|I'm proposing a "green threads" model for threading on the arc2c output.|
arc2c converts all functions into "case" blocks for a big switch statement. When a function needs to call another function, it loads a "pc" variable with the number for that function's case statement and jumps to the top. It's like a trampoline.
Since all "jumps" actually go to the top of the switch structure, it may be possible to change execution between threads during the trampoline. Basically, each thread contains its own stack and pc counters, as well as its state (running or dead).
We maintain a circular list of threads.
When the trampoline is entered we commit the sp, stack, pc, and state into the thread's structure.

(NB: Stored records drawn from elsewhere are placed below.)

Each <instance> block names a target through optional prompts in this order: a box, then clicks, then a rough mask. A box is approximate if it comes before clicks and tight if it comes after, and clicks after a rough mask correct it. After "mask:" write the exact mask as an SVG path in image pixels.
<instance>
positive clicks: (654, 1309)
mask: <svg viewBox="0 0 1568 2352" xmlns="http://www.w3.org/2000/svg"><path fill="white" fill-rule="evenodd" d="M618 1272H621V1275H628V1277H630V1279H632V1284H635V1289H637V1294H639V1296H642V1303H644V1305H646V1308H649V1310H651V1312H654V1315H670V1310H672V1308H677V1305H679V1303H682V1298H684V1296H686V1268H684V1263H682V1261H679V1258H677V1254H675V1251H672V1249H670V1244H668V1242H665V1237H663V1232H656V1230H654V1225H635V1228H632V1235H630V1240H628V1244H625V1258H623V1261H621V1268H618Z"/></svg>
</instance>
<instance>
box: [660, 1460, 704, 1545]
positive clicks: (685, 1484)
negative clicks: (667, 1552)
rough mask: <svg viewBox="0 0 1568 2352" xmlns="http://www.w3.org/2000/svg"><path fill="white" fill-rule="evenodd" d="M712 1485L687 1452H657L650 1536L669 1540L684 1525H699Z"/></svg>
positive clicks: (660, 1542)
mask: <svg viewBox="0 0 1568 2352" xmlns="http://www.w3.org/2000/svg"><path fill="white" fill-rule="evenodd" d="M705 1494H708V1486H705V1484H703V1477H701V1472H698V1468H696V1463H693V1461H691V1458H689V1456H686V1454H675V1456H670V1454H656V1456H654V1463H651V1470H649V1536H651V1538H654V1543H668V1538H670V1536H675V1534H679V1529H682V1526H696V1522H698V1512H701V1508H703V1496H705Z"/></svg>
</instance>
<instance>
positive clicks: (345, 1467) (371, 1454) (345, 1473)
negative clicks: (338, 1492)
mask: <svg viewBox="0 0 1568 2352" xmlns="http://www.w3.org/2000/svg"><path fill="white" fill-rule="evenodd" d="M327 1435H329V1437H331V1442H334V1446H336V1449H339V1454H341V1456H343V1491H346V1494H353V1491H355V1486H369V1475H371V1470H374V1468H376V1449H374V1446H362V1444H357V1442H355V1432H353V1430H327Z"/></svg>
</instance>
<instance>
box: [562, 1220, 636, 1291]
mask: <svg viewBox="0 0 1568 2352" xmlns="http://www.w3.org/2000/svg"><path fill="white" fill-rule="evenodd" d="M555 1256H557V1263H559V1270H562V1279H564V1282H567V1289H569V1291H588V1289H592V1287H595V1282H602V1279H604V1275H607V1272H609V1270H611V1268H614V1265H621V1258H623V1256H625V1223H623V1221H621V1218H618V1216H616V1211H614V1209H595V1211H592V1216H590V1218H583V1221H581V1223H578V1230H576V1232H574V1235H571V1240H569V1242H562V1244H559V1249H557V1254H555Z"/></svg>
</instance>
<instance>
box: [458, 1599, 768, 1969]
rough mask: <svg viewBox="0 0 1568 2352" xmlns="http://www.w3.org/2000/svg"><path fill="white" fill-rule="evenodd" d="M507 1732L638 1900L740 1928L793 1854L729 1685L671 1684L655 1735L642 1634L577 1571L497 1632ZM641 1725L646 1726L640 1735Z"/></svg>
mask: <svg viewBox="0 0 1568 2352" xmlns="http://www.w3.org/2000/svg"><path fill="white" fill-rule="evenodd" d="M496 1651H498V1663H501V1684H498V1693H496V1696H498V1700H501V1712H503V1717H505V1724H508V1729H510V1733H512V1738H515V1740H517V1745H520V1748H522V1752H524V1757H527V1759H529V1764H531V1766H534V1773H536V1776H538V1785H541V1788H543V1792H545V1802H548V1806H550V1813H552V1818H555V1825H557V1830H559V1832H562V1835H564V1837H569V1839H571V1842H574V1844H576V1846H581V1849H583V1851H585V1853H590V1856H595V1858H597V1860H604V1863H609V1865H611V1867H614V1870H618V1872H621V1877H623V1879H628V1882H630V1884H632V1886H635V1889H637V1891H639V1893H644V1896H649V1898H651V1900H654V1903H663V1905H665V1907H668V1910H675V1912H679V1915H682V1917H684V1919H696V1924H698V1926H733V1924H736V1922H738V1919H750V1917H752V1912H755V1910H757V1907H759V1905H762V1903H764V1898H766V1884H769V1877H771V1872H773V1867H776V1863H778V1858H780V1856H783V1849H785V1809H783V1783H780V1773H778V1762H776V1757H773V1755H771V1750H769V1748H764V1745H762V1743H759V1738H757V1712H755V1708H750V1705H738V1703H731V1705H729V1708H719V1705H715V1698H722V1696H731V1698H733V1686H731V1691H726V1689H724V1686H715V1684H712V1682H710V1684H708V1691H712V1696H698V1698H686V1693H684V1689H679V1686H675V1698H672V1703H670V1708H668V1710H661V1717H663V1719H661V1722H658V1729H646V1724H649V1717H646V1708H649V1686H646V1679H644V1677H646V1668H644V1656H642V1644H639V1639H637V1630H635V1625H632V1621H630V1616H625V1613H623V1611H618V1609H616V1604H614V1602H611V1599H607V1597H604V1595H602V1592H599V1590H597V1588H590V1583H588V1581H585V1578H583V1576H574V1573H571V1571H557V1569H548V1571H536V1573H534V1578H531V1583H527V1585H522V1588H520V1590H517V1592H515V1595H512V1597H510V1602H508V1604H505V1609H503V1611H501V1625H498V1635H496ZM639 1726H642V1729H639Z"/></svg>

Then we get the 'cdr of the circular list of threads, check if that thread is dead, and while the cdr thread dead, get its cdr and replace the current cdr with that, until we reach the current thread (and if it's dead, exit), or we reach a live thread.
If the thread is live we copy its sp, stack, pc, and state, and proceed to the switch structure.
When building a new thread, we construct a stack with the provided function's closure and a %halt continuation (which are always the first parameters to all functions in the arc2c output), make a new sp that points just beyond the parameters, set the pc to the provided function, and set the state to alive, then insert this to the circular list of threads.
We could also make this part optional, so that non-threaded applications will not have the overhead of the thread-switching.
The advantage is that we can get threads even without OS support (say on an embedded system without a threaded RTOS...), and thus be very portable. Also, this makes atomic operations trivial: we can wrap atomic operations in a pair of (%start-atomic) and (%stop-atomic) primitives, which simply set a C-variable, atomic; when the trampoline detects that the C-variable atomic is set it simply skips over threading unless the state is dead (although there is a potential problem with this if an atomic operation, say, exits via a continuation). Finally, the Boehm GC currently being used doesn't seem to handle "real" threads very well, so our emulation of multiple threads would work.
The disadvantages are that I/O operations will block all threads, unless we complicate our threading model, wherein we have a "blocked" state, and use only asynchronous I/O (including the current async I/O with the blocked state, so that the trampoline can poll the I/O operation and unblock the thread if the I/O has completed). Also, we cannot expect the OS to distribute execution to other processors/cores (obviously because we're not asking for it).